Occorre operare una distinzione a seconda che l’illecito sia stato compiuto dal beneficiario (a) nel pieno possesso delle capacità intellettive e cognitive, (b) oppure in condizioni di incapacità di intendere e di volere.
Diverso, infatti, il regime di responsabilità applicabile nelle due ipotesi.
Qualora l’illecito sia stato compiuto da persona capace di intendere e di volere, ben poco importerà che egli sia, o meno, beneficiario di amministrazione di sostegno; comunque l’autore sarà chiamato a rispondere secondo lo schema generale dell’art. 2043 c.c.
Qualora, al contrario, l’autore dell’illecito, nonché beneficiario dell’AdS, versasse in condizioni di incapacità naturale (cioè mancasse del senso del bene e del male, al momento del fatto), si dovrà fare capo alle regole stabilite dagli artt. 2046 e 2047 c.c.: l’incapace non sarà chiamato a rispondere direttamente, mentre il risarcimento sarà dovuto da chi era tenuto alla sorveglianza dell’incapace, salvo che il sorvegliante provi di non avere potuto impedire il fatto.

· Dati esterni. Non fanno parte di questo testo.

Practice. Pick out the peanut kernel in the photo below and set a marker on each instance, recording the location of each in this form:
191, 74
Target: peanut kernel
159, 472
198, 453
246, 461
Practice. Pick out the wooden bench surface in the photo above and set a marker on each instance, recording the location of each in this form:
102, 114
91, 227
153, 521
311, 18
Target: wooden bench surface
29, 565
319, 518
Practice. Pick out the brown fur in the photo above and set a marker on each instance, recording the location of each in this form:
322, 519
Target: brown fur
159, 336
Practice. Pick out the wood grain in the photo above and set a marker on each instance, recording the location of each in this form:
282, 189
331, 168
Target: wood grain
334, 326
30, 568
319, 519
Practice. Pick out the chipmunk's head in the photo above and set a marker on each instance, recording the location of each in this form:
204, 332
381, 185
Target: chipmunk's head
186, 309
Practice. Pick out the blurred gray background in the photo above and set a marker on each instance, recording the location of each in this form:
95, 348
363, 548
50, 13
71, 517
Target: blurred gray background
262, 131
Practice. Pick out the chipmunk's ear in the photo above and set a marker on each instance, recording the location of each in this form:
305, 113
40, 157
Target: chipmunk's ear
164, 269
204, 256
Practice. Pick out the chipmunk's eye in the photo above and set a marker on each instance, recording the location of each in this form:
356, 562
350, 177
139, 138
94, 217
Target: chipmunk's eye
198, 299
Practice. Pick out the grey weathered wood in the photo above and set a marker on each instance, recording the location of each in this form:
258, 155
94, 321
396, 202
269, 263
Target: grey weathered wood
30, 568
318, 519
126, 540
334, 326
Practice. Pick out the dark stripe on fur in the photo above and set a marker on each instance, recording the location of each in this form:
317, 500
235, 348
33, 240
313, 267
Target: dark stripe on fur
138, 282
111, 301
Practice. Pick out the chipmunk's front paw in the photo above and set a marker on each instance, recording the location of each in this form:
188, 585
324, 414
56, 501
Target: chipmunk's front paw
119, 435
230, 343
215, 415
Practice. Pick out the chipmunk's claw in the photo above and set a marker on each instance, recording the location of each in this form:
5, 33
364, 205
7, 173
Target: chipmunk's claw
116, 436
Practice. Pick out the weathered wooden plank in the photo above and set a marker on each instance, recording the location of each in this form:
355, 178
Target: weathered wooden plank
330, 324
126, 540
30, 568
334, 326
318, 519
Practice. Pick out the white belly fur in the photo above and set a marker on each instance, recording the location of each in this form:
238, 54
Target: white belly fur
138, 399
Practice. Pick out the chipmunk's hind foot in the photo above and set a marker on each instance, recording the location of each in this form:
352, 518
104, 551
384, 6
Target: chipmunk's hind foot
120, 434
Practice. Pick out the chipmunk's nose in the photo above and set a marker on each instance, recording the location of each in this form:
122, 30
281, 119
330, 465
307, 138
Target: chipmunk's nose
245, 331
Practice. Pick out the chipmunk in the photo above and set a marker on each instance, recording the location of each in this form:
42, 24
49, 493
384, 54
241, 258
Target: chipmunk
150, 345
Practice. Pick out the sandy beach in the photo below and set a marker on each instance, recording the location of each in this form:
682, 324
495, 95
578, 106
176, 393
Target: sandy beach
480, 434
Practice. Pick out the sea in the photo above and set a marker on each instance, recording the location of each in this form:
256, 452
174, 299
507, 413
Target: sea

Aggiunge la seconda norma, peraltro, che - qualora il danneggiato non abbia potuto ottenere il risarcimento dal ‘sorvegliante’ - il giudice potrà condannare lo stesso autore dell’illecito (dunque, l’incapace naturale) a corrispondere un’equa indennità; tenuto conto, fra l’altro, delle condizioni economiche del responsabile.
Tutto sta a vedere poi se l’amministratore debba, sol per questo, ritenersi ‘’sorvegliante’’ ex art. 2047: salvo casi eccezionali non lo è, quindi non risponde.
Comunque – attenzione – l’esenzione da responsabilità favorisce l’incapace solo in ambito di responsabilità oggettiva. Se si tratta invece dei casi di cui agli artt. 2049 e seguenti, tipo attività pericolose, edifici, animali, automobili, l’incapace risponde come gli altri, al 100%. E lo stesso vale tendenzialmente sul terreno del concorso di colpa, ex art. 1227 c.c.